O que se seguiu foi uma trajetória produtiva, ainda que imprevisível. Cunningham trabalhou em vários géneros — incluindo como produtor associado em Rocky (1976), de John G. Avildsen — antes de tropeçar no seu projeto definidor. Em 1979, na esperança de capitalizar o sucesso de Halloween, de John Carpenter, encomendou um argumento a Victor Miller e preparou-se para produzir um slasher com um orçamento de cerca de 550 mil dólares. O resultado foi Sexta-Feira 13 (1980), rodado em Nova Jérsia, com atores desconhecidos, e lançado sem quase nenhuma expectativa de que faria o que fez. O filme faturou quase 60 milhões de dólares em todo o mundo, deu origem a uma das franquias de terror mais duradouras da história do cinema e apresentou Jason Voorhees — primeiro como criança nos seus momentos finais e, depois, em sequelas, como o assassino imparável de máscara de hóquei que o público adotou e se recusou a largar.

Sexta-Feira 13 não era particularmente original. Cunningham reconheceu que estava a seguir uma tendência. O assassino no primeiro filme nem sequer é Jason, mas sim a sua mãe. A fórmula era emprestada, os valores de produção modestos, a construção quase mecânica. E, no entanto, o filme funcionou da forma como só certos filmes de terror de baixo orçamento funcionam — porque a fórmula foi apresentada com tamanha franqueza que parecia nova, e porque o marketing criou uma sensação de evento em torno do que era, tecnicamente, uma produção regional modesta. O seu feito foi menos o de uma visão artística singular do que o de um instinto comercial preciso aplicado a material de género no momento exato. O establishment crítico ignorou-o em grande parte; o público, não.

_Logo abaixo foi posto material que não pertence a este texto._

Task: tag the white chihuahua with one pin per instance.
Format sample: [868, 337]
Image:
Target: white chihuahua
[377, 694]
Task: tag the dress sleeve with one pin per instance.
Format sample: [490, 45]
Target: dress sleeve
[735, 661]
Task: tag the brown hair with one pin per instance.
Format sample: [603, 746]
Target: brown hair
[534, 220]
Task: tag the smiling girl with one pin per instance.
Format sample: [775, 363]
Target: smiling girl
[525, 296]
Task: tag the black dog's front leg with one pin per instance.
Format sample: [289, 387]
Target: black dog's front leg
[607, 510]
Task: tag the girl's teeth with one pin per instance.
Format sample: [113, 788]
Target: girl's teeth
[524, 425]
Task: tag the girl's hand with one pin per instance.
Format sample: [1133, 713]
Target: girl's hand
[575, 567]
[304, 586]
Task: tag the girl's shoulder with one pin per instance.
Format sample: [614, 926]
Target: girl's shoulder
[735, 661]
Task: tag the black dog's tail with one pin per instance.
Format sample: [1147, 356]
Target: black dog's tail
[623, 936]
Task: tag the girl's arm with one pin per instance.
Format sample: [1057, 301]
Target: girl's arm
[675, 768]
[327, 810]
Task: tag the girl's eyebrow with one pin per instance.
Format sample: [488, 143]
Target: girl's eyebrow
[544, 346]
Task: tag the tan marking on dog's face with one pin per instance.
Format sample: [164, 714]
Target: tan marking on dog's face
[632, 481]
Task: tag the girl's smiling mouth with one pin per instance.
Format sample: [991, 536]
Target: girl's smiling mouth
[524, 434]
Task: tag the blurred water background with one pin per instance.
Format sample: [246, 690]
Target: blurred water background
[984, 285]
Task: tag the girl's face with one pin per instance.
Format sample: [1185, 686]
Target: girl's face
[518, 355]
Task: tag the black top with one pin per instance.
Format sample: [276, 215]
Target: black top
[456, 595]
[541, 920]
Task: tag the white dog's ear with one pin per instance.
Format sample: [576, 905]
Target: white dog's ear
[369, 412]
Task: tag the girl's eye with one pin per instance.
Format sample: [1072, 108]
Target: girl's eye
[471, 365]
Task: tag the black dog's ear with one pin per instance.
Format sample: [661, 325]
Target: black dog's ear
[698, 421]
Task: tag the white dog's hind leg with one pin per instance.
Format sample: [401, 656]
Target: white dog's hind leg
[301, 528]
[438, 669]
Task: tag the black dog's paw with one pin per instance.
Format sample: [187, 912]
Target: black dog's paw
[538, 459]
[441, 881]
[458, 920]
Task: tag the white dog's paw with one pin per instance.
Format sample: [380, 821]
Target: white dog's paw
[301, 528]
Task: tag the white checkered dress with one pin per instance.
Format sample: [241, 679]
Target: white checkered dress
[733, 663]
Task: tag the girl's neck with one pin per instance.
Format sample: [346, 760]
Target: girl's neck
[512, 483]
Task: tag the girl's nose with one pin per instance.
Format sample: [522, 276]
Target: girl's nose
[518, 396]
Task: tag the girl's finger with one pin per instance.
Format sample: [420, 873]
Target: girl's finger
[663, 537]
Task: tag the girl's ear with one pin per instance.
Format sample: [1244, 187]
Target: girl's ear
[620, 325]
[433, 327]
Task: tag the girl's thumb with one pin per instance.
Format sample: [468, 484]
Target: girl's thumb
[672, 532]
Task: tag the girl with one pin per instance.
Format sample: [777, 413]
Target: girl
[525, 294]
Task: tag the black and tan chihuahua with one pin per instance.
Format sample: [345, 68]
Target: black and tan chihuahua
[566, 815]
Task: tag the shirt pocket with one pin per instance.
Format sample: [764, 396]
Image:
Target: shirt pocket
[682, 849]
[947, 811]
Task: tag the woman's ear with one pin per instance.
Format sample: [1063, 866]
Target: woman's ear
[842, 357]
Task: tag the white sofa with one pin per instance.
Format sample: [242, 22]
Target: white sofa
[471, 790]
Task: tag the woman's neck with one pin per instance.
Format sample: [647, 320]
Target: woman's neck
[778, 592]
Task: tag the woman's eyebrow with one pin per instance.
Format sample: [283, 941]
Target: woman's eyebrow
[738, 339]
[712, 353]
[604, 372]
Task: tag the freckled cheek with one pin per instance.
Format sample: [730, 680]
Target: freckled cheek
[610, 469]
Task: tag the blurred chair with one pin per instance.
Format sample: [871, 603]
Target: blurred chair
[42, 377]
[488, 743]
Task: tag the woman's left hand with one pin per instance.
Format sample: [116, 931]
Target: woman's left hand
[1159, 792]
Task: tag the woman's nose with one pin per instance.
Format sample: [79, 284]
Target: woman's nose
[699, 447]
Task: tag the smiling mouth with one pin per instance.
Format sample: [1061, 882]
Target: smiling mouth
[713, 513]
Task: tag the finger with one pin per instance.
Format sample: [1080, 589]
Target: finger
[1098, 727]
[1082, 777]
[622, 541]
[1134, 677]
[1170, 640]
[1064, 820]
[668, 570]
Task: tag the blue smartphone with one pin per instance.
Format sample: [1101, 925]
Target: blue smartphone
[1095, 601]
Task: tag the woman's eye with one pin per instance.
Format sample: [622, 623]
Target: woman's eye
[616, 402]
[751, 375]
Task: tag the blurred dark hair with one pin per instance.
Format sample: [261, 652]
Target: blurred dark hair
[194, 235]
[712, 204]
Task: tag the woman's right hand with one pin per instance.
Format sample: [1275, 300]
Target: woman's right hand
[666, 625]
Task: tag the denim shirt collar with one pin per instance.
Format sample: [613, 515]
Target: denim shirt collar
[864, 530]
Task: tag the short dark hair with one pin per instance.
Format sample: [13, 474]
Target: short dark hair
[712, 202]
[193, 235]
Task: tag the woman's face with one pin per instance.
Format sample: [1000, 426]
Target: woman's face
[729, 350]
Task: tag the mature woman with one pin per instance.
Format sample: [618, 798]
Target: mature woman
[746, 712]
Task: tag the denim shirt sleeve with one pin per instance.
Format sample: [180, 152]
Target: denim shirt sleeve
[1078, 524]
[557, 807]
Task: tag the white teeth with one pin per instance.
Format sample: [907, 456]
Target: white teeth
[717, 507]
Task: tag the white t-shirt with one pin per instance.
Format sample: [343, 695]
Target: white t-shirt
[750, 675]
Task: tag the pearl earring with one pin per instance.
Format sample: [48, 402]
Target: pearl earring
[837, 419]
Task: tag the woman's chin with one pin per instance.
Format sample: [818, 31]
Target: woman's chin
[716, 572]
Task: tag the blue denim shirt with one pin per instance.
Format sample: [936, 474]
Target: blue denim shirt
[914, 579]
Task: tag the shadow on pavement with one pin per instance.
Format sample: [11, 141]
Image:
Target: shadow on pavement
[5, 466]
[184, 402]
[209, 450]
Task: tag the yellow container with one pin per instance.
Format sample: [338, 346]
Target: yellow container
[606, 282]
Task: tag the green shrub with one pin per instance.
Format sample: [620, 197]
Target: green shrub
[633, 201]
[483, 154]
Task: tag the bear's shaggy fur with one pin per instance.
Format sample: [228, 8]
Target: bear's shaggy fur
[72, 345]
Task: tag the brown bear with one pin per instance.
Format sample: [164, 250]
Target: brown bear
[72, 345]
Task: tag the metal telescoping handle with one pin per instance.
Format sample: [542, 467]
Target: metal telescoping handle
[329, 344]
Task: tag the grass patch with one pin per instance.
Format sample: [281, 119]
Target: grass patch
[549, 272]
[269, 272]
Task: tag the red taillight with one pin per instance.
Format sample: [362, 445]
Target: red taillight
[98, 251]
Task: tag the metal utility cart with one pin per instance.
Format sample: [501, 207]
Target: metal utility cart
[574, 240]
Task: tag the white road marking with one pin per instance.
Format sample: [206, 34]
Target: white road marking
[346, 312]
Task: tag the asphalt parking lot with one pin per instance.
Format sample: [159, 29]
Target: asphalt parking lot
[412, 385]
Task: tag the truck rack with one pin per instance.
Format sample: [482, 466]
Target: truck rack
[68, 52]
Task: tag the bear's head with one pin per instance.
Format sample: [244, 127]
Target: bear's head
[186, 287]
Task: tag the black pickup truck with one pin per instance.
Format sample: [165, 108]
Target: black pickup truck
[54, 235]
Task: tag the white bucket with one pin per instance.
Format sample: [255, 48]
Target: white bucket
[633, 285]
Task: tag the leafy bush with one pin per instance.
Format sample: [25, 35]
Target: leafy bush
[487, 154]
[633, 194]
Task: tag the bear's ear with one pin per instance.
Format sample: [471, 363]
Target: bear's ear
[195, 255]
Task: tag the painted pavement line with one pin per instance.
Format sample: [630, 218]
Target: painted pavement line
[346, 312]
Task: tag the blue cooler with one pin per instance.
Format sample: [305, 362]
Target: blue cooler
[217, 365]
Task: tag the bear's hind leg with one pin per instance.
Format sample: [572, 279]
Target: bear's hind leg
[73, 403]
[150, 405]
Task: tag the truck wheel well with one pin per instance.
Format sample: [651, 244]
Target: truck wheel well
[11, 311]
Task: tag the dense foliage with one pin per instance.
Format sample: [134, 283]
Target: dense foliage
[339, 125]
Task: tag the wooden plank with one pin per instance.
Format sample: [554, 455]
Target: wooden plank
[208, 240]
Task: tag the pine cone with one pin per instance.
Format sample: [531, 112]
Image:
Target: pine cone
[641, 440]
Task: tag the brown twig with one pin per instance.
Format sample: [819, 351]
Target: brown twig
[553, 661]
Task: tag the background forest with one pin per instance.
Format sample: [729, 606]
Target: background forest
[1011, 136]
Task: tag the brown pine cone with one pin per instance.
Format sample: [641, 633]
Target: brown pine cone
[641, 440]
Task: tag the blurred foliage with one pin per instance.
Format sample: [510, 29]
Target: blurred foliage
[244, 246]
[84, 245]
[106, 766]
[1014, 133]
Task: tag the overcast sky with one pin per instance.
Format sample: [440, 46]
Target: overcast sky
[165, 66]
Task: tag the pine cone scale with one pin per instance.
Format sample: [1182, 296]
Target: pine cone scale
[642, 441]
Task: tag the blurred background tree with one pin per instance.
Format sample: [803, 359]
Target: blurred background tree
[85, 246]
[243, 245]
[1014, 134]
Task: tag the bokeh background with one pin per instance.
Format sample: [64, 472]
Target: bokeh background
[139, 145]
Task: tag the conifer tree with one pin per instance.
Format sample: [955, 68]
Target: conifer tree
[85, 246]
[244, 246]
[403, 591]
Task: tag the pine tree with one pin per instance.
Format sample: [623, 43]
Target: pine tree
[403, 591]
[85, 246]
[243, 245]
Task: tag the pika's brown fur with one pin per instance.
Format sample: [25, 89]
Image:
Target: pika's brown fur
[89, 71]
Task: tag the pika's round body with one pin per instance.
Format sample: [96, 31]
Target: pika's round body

Cunningham continuou a servir como guardião da franquia durante décadas — produzindo Jason Goes to Hell: The Final Friday (1993), Jason X (2002), Freddy vs. Jason (2003) e o reboot de 2009, enquanto fundava a Crystal Lake Entertainment para gerir os direitos da franquia. Realizou o thriller de águas profundas DeepStar Six (1989) e produziu a série de terror House nos anos 80. Nenhuma dessas direções produziu algo que equivalesse ao impacto cultural do que fez em 1980, que é o tipo de coisa que pode definir uma carreira tanto quanto limitá-la.

Depois veio a disputa legal que agora define os seus últimos anos tanto quanto qualquer coisa que realmente fez. Em 2018, o argumentista Victor Miller apresentou um pedido para recuperar os seus direitos de autor sobre o argumento original ao abrigo da disposição de rescisão de direitos da Lei de Direitos de Autor dos EUA. Após anos de litígio, um tribunal federal de recurso decidiu a favor de Miller em 2020. A decisão deu a Miller o controlo do argumento — e, criticamente, sobre Jason Voorhees tal como escrito nesse primeiro guião. Cunningham manteve os direitos sobre outros elementos da franquia, mas a divisão efetivamente congelou a produção: nenhuma das partes poderia avançar sem a outra. A franquia de terror mais comercialmente resiliente dos anos 80 caiu em estase legal porque o homem que a realizou e o homem que a escreveu possuíam cada um uma peça de que o outro precisava.

Ele continua a aparecer, independentemente disso. Cunningham marcou presença em convenções de fãs em Los Angeles em 2024 e foi homenageado em 2025 no 58.º Festival de Cinema de Sitges com o Prémio Time Machine — o reconhecimento do festival para uma contribuição definidora de carreira para o cinema de género. Recebeu o prémio em Espanha, ainda associado a um filme que fez em Nova Jérsia há quase cinco décadas, ainda identificado pelo nome de um personagem que não aparece nesse filme até aos seus segundos finais. A situação legal não foi resolvida. Se um novo Sexta-Feira 13 existirá durante a sua vida é uma questão que os tribunais, não os cineastas, acabarão por responder.